Mechanics of Deformable Media (Bhatia and Singh), 5.2:

Consider a long rod of elastically isotropic material of L standing vertically in a vacuum in equilibrium under the gravitational field of the earth, then:

(i) What are the boundary conditions for [tex]\sigma_{ij}[/tex] on the various surfaces of the rod?

(ii) Solve for [tex]\sigma_{ij}[/tex].

## Homework Equations

[tex]\sigma_{ij}[/tex] is defined as the stress on the ith surface in the jth direction.

Equilibrium suggests ([tex]\lambda[/tex] + 2[tex]\mu[/tex])grad(div[tex]\vec{s}[/tex]) - [tex]\mu[/tex] curl(curl[tex]\vec{s}[/tex]) + [tex]\rho[/tex] F = 0

where lambda and mu are constants, s is the displacement field, and F is the body force and rho the density of the material.

## The Attempt at a Solution

The force IN the rod is the reactant force from it's weight exerted by the surface it rests on.
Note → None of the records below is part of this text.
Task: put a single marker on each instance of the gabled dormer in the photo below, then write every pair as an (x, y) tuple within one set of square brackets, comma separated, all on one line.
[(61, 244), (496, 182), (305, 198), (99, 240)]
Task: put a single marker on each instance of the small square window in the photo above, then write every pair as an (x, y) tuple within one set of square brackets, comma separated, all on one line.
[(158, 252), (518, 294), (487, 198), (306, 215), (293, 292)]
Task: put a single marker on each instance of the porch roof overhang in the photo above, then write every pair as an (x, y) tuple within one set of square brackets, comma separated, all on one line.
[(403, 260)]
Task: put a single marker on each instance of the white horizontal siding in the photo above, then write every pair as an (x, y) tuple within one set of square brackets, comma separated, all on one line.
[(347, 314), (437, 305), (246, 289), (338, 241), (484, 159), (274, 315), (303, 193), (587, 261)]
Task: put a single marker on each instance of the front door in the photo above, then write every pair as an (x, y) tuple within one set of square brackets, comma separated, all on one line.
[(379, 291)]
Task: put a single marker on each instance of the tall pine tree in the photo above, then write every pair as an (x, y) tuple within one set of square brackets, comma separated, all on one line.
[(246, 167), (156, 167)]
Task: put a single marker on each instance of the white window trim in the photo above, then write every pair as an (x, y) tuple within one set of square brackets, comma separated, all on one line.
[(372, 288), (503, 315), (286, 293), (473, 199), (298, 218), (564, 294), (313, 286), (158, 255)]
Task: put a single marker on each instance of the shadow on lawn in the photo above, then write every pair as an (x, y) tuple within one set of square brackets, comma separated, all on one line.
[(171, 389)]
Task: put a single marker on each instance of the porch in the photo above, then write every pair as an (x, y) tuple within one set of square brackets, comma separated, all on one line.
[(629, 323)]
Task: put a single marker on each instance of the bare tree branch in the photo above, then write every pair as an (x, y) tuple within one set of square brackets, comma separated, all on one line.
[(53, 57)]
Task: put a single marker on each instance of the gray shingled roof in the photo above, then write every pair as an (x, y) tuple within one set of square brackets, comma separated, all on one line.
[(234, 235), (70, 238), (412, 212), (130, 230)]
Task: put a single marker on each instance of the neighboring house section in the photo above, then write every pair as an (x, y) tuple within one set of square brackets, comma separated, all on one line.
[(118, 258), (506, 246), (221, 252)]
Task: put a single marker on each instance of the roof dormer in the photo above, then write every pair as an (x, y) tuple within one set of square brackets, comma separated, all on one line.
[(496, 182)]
It is purely in the z-axis, in cylindrical polar coordinates.

[tex]\sigma_{zz} = -\frac{mg}{A}[/tex] at z=0, the end of the rod touching the surface

[tex]\sigma_{zz} = 0[/tex] at z=L, the top of the rod since we're in a vacuum

All other stresses at the boundaries are 0.

I am not sure if my boundaries above are correct and it is not clear to me how to find the stress tensor for part (ii).